Wer in diesen Tagen die Kommentare in den Medien zur frisch von Gerüsten befreiten Mariinsky-Bühne hört, traut seinen Ohren nicht: Es sei ein städtebaulicher Fehler und werde für alle eine Lehre sein, meinte Eremitage-Direktor Michail Piotrowski.

Er habe sich nicht vorstellen können, dass sich jemand so etwas Schreckliches ausdenken könnte, sagte der Vorsitzende der Allrussischen Gesellschaft für Geschichts- und Kulturdenkmäler Alexander Kononow.
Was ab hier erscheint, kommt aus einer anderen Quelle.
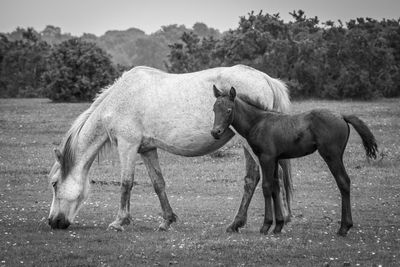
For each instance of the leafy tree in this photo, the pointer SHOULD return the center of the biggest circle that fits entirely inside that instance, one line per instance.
(77, 71)
(22, 62)
(191, 55)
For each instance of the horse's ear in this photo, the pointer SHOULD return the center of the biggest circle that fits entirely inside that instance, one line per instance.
(58, 154)
(232, 93)
(217, 93)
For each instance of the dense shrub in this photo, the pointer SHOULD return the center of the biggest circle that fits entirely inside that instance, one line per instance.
(22, 62)
(77, 71)
(361, 60)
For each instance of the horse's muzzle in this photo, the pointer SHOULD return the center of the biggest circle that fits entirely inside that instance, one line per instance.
(216, 133)
(59, 222)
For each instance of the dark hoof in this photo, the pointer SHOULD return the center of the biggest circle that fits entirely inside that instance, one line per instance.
(277, 230)
(344, 229)
(126, 221)
(278, 227)
(232, 229)
(264, 229)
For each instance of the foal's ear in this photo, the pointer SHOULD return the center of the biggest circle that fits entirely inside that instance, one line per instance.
(58, 155)
(217, 93)
(232, 93)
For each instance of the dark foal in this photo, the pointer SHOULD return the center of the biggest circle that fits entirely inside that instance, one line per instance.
(274, 136)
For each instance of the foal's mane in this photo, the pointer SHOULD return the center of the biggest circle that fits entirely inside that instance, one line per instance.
(69, 144)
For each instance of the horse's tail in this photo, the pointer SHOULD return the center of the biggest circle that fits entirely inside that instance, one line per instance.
(368, 139)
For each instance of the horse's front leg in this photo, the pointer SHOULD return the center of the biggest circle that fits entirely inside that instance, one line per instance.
(268, 171)
(150, 159)
(128, 156)
(251, 180)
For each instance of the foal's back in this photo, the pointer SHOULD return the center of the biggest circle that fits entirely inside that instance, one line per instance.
(291, 136)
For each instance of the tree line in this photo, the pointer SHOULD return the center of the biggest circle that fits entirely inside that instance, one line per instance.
(359, 59)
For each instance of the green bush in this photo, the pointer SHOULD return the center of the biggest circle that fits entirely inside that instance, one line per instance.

Ähnlichkeit mit Einkaufszentrum

Wegen seiner Ähnlichkeit mit einem Einkaufszentrum nennt man das Mariinsky-2 im Volk „Gergiews Einkaufs- und Vergnügungszentrum“. Jemand hat sogar eine Unterschriftensammlung zum Abriss der neuen Fassade im Internet gestartet.

Woher kommt nur dieser Widerstand? Nachdem man nun soviel Geld und Zeit „verlocht“ hat, könnte man doch eigentlich froh sein, wenn mal irgendetwas fertig gebaut wird

Goldener „Zellenbau“ Bach ab geschickt

Wo waren all die „Denkmalschützer“ als man 2009 den goldglänzenden „Zellenbau“ des Franzosen Dominic Perrault den Bach ab schickte und das neue Modell von Diamond & Schmitt Architects aus Kanada wählte?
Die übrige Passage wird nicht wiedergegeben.